The Smart Cities workpackages
The Smart Cities project is made up of six workpackages.
Workpackage 1 - Project management
Led by Intercommunale Leiedal. This involves:
- Training financial officers from project partners
- Overseeing on-going activities and identifying lessons learnt
- Organisation of the International Mainstreaming Group (IMG)
- Organisation of project meetings
Workpackage 2 - Methodology
Led by Edinburgh Napier University.
The Smart Cities Regional Academic Network is led by Edinburgh Napier University. This network includes a number of academic partners (Edinburgh Napier University, MEMORI, and UAS Oldenberg), one commercial partner (Porism Ltd.) and several associate partners (Agder University, Groningen University, and Karlstad University) from across the NSR.
The network’s principal role is to offer hands-on support to the government partners, to qualify good practices and to accurately translate pilots into transferable good practice, white papers and methodologies. The network is working to identify good practice inside the project by developing project wide monitoring and evaluation tools, by collaborative joint working with municipal partners to supporting the development of local pilots, and by identifying relevant good practice outside the project – e.g. by reviewing cases on epractice.eu and identifying lessons from other relevant projects. Our academic and research outputs are disseminated via the epractice.eu network (DG Info), academic publications and briefings to central governments.
Workpackage 3 - Customer Services and Service Platform
Led by the Cities of Kristiansand and Kortrijk.
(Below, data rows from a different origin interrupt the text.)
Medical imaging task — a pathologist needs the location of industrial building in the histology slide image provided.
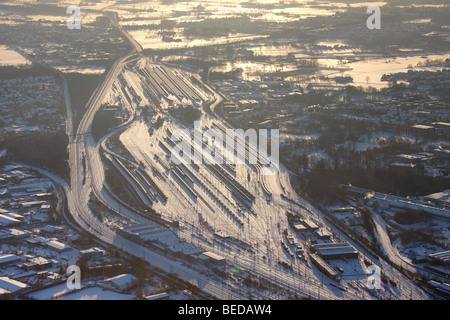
[311,242,358,260]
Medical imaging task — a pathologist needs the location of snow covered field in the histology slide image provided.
[0,45,31,66]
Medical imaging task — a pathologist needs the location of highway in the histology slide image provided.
[66,11,253,299]
[60,10,432,299]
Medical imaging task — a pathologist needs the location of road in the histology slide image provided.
[61,10,430,299]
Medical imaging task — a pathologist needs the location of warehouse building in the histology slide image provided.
[311,242,358,260]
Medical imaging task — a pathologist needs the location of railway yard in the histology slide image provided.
[90,59,428,298]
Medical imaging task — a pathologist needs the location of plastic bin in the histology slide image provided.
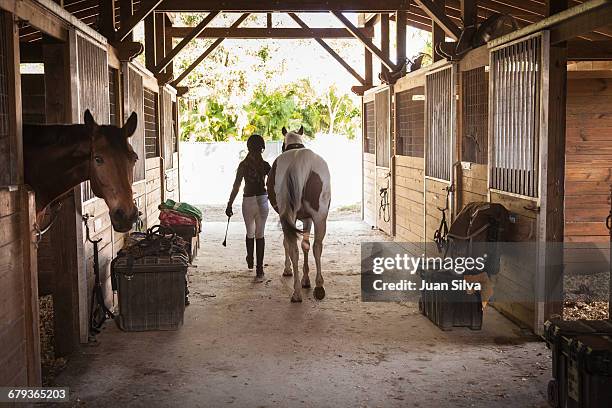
[544,319,612,408]
[419,270,482,330]
[112,254,188,331]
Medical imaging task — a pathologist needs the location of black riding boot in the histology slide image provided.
[246,237,255,269]
[256,238,266,277]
The municipalities and regions that are taking part in the Smart Cities project are rethinking how they deliver services to the public and which delivery channels they should use: face to face, internet, mobile, telephone etc.. At the same time, they are working to reorganise their internal service delivery processes and back office functions.
Work Package 3 partners are working together to develop an EU service list. This service list will provides a uniform, structured way of identifying (and providing information on) the public services that are delivered by municipalities across the EU. This will be the first trans- European service list of its kind, and is a development of the UK’s esd-toolkit. Smart Cities partners are also working on delivering better customer contact centres. Their aim is to develop a ‘single point of contact’ for citizens, that delivers services and information to citizens by answering questions, transferring calls to relevant departments and by handling some types of service cases. The Smart Cities partners have also been working on local pilots to develop new standards and services, where either the methodology or the underlying process is potentially transferable to other partners, with a particular emphasis on developing or re-engineering e-services.
Workpackage 4 - Wireless
Led by the City of Groningen.
Mobile is the future. Smart Cities’ partners are developing a range of new and innovative services for mobile platforms, while testing and evaluating new forms of urban wireless networks. The wide use of mobile phones and the emergence of municipal wifi networks allows local governments to deliver new services, or to adapt existing e-services to bring them closer to citizens or workers on the move. Research shows that e-services enabled for mobile phone manage to reach social groups who currently make limited use of public e-services.
Workpackage 5 - User Involvement, Profiling and Take-up
Led by Norfolk County Council.
Public services need to adapt to the needs of citizens. Often new e-services are technology-initiated, but Smart Cities starts with the user. Sociology, marketing and economic science have a lot to offer to the developers of e-services. This means bringing a range of data sources together to develop accurate profiles of target customer groups. The Smart Cities project partners are using a wide range of geographical, transactional, demographic and survey data to better understand citizen’s needs and to reengineer services. This will allow partners to identify and use the most appropriate service channels for different target groups, and to proactively provide services that will meet their needs. This will ensure that services are designed and implemented in ways that recognise the specific needs of different groups of citizens. When combined with the methods of co-design, the Smart Cities partners will be able to use a strong mix of knowledge and established best practices to do a better customer profiling and to identify the most appropriate channel choices for service delivery.
Workpackage 6 - Mainstreaming
Led by Intercommunale Leiedal.
The goal of the mainstreaming activities of Smart Cities is to get central governments involved in the project in such a way that they really understand the potential of pilots and methodologies. This involvement will facilitate the transfer of the learning and practice from these bottomup pilots to national strategies, with the potential that the solutions developed by the Smart Cities partners are rolled-out across countries. Twice a year the project will host an International Mainstreaming Group meeting, where these national decision makers will be able to review the project’s progress and will provide feedback that will shape the project’s development. All seven central governments from partner countries have made a commitment be involved in the project in this way.
National governments are a key factor for transferring technology and solutions to other regions and municipalities. A number of National and Central governments have already become partners of the Smart Cities project, and we are approaching more. The knowledge and commitment from these partners will lead to a sustainable transfer of the services developed in the project to other areas in the North Sea Region. Smart Cities also works closely with the European ePractice.eu community.
Smart Cities has already delivered one international conference (‘Creating Smarter Cities’) and three international e-gov academies to bring together practitioners, mainstreamers, academics and local municipalities, and the project continues to develop links with other relevant projects. Communities on epractice.eu and LinkedIn are key dissemination routes for the project’s activities and findings.